At AnimalWised, we ask is adding a third cat a good idea and find out how to introduce a third cat to a home if we decide it is. We do this by providing some guidelines for introducing a third cat.
Is adding a third cat a good idea?
Before introducing a new cat into a home with other cats, we need to decide if it is the right decision. The first thing we need to consider are the practical repercussions. You can have too many cats in an apartment, but this depends on the individual circumstances. For this reason, there are some questions we should ask ourselves:
- Do we have the space for a third cat?
- Do we have the money and resources to provide for their well-being?
- Does everyone in the home agree to having a new cat?
If we answer affirmatively to these questions, then we need to consider the cats which currently live in our home. Having two cats together can be a great idea as they provide companionship to each other. If they arrived together and were from the same litter, then they should know each other well enough to get along in a new environment.
When we introduce a new cat to another, there are certain considerations to make. When we are trying to add a third to a pair of cats, there are other specific issues we need to consider. Even when two cats live with each other, their relationship can vary considerably. Some may get along very well, others tolerate each other, but don't interact much, and some may even fight.
We not only need to consider the personality of the cats which live there, but also the personality of the third cat we introduce. This is not something which is easy to do. If we adopt a cat from a shelter, we need to know how they have behaved up to that point. The shelter staff should be able to tell you whether or not they get along with other cats.
Since cats are territorial animals, it is likely the two cats which live there already will be more dominant in the relationship since they have the home-turf advantage. However, this can change depending on the temperament of the new animal. This is why we need to do what we can to make introduction go smoothly.
Introducing a baby kitten
When the third cat is a kitten, their introduction is usually easier. A kitten is usually learning how to understand their environment, so bring them into a new one will often means they will be able to adapt better. If the cats we have in the home are also kittens, they should be able to grow up together fairly easily.
For adult cats, it is not uncommon to hiss at the kitten new arrival. This is normal as they may see the kitten as a threat to their resources, especially their territory and freedom. However, within a few days, they should recognize the kitten represents little to no threat. This is less likely to happen if the adult cat is not well-socialized.

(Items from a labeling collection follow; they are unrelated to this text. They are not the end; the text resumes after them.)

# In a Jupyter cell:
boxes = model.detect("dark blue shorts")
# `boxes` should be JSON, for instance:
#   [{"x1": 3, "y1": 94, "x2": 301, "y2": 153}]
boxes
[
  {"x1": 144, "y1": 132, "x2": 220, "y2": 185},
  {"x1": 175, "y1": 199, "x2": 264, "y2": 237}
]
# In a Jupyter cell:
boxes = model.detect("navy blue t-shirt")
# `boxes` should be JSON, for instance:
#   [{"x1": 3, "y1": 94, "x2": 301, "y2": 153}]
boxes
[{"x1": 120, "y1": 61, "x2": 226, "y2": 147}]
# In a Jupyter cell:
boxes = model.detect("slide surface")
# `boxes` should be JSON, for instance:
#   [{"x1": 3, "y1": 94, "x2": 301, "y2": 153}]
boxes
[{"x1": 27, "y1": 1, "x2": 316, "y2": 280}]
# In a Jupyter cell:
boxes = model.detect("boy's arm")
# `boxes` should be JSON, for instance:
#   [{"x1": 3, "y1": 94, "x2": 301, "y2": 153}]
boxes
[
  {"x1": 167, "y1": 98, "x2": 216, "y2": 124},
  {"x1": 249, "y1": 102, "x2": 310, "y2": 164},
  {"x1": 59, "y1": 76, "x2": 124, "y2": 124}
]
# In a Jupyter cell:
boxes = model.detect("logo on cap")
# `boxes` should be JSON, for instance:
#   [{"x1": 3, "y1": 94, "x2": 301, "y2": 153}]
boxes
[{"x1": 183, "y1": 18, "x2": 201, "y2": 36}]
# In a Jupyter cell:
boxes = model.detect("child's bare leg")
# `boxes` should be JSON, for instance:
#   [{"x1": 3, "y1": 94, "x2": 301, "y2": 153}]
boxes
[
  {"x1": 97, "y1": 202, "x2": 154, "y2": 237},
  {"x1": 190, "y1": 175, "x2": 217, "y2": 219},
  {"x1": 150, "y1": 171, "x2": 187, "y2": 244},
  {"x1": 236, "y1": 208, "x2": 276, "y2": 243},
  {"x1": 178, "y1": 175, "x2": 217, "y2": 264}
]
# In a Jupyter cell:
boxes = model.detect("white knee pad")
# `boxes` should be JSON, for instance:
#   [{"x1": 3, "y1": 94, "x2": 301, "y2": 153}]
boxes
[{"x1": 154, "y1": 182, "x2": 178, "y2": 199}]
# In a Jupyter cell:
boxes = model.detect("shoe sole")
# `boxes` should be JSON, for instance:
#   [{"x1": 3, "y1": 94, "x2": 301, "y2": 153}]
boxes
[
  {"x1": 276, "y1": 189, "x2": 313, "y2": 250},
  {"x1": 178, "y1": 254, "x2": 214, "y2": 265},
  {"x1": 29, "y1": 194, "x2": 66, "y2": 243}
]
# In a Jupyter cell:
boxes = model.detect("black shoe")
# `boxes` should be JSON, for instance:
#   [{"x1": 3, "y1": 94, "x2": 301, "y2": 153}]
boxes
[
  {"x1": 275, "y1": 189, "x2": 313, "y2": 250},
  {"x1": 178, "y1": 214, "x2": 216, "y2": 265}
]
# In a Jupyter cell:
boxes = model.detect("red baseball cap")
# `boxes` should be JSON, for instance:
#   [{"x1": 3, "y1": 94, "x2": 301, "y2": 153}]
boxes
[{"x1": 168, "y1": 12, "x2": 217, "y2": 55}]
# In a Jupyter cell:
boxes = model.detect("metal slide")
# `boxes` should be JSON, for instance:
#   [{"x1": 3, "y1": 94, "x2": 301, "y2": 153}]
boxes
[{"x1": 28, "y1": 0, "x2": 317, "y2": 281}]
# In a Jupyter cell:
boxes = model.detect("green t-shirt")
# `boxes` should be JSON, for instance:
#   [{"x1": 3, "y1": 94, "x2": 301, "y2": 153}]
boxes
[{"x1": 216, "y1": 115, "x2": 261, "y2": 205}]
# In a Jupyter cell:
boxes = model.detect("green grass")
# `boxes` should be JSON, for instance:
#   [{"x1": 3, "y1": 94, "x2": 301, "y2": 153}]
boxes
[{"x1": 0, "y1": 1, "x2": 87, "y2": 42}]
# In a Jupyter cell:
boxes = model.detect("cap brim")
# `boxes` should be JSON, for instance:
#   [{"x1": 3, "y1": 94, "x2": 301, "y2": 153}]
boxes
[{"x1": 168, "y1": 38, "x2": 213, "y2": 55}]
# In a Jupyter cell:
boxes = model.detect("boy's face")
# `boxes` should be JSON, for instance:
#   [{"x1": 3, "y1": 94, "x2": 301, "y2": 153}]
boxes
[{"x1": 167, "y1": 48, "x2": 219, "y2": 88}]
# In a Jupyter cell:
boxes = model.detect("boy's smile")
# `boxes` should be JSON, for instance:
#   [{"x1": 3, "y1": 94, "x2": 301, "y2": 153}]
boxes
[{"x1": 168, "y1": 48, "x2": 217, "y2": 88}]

Some adult cats might feel harassed by a kitten since the little one will likely want to play. Although adult cats play also, they don't do so to the degree of kittens which use play as a way to explore their environment. The kitten will often take any opportunity to invite them to play. This can be bothersome, especially to cats which have a quiet routine.
It is also possible the cats will have a protective instinct over the new kitten. They may enjoy the company and respond well to their energy levels. As always, it will depend on the individuals involved. We also need to provide specific care for the kitten which differs from that of an adult cat.
Introducing an adult cat
Introducing a third cat which is an adult might be a little trickier. Each cat will have their own personality which has been molded via different factors, including their experiences and development up to that point. This doesn't mean they won't get along, but it does mean it will usually take more time.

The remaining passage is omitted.